The Earth Observation Blog

Landsat and the Spain summer 2012 wildfires (II)

Some weeks ago I wrote about the uses of Landsat data in the evaluation of fire burns and how to process the pre-fire and post-fire images by using the Normalized Burn Ratio $(NBR)$. An initial assessment of one of the major Spanish fires of the summer 2012 was carried out, showing a classification of the initial fire severity.
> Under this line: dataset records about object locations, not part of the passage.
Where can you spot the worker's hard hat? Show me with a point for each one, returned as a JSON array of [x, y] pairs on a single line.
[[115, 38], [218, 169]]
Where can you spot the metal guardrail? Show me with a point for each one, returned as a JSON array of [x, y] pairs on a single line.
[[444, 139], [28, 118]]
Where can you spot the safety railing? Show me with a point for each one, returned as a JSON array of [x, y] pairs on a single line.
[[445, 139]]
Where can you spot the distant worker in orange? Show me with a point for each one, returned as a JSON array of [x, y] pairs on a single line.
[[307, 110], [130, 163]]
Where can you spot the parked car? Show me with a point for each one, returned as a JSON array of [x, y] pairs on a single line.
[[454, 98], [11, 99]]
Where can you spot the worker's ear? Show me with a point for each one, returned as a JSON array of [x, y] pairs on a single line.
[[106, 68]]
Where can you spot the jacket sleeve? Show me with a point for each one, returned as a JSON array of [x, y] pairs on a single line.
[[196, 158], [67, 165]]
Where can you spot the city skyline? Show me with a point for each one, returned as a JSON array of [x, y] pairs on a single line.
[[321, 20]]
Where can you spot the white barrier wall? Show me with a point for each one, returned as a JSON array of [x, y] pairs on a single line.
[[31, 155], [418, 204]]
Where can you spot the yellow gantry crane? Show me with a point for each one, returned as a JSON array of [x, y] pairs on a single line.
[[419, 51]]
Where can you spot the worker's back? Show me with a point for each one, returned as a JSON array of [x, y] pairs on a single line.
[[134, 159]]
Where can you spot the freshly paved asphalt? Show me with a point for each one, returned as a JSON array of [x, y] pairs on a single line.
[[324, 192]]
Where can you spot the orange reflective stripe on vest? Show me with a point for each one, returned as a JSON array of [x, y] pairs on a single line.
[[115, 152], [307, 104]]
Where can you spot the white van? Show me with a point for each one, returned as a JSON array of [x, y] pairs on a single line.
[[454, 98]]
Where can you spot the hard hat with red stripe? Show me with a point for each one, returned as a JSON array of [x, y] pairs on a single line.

However, it was already pointed out that an extended assessment is usually done by comparing two images during the growing season, the year of the fire and the year after. This allows for vegetation trends to establish after the fire, showing either a recovery or green vegetation deaths in the next growing season. Extended assessments are useful in obtaining a final picture of the fire summarizing the short-term burn effects and evaluating the long-term ecological impact to species.

In the previous post two passes with dates 9th August 2011 and 11th August 2012 were selected as the pre-fire and post-fire images, respectively, for the initial assessment of the burn (the fire was considered extinguished the 30th June 2012). For the extended assessment a pre-fire image the 23rd May 2012 has been selected. Choosing a Landsat pass around the same period one year after as the post-fire image was not very convenient due to the extended winter and heavy rains in 2013. As a result, an image taken the 27th June 2013 seemed characteristic of the growing season and comparable to the one the year before.

Both images were processed in false color assigning bands 7 (short-wave infrared), 4 (near-infrared) and 2 (green) to the R-G-B channels, respectively (according to Landsat 7 bands ordering). The burn locations of interest are marked with B1 (main fire near La Jonquera), B2 (secondary fire in Portbou), and B3 (an old 2006 fire near Sant Climent Sescebes), with the main fire under analysis being the former.

Extended assessment false color image

Extended assessment false color prefire (top) and postfire (bottom) images

The major fire in B1 shows a reddish tonality consequence of a larger emission from band 7, which responds to drying and to some non-vegetated characteristics. Nonetheless, the intensity of the burned area is considerably lower than that of the post-fire image in the initial assessment just after the fire (see it here, bottom image).

After the process of calculation of the differential Normalized Burn Ratio $(dNBR)$, the same perimeter as with the initial assessment was applied to classify the image into seven classes depending on burn intensity from enhanced regrowth to high severity.

Extended assessment false color image

Initial and extended assessment $dNBR$ burn severity classification

The extended assessment presents the following distribution of burn severity across the different classes:

  • Enhanced regrowth (high+low): 288 hectares
  • Unburned: 3,714 hectares
  • Low severity: 4,522 hectares
  • Low-moderate severity: 3,688 hectares
  • Moderate-high severity: 1,077 hectares
  • High severity: 44 hectares

Total: 12,754 hectares (9,331 hectares burned)

This means 19% less of hectares burned with respect to the initial assessment analysis, and almost no hectares showing high fire severity. Despite a trend of potential regrowth, the numbers may be somehow difficult to understand. Here the same class thresholds have been used for both analysis, which plays in favour of overestimating regrowth in the extended assessment totals, especially when the study is carried out during the growing season. Alternatively, performing the initial assessment just after the fire tends to indicate considerably higher severity. In this sense, it’s not easy to choose the thresholds to balance all the effects that take place in the images timing and seasonality. As already pointed out before in my first post, ground confirmation of the burn will help in determining this thresholds. Further evaluation of the imagery together with ground observations will also provide information on which kind of vegetation is regrowing faster (for example grasslands or shrubs).

This post closes the analysis of La Jonquera fires in 2012 using Landsat 7 data, which is only a brief study with a few imagery; but many other in-depth studies are carried out during wildfires burns evaluation. Certainly, the potential of synergies between satellite observations and ground sampling is key in learning about the effects of burns in the local vegetation and species, and how to mitigate its consequences.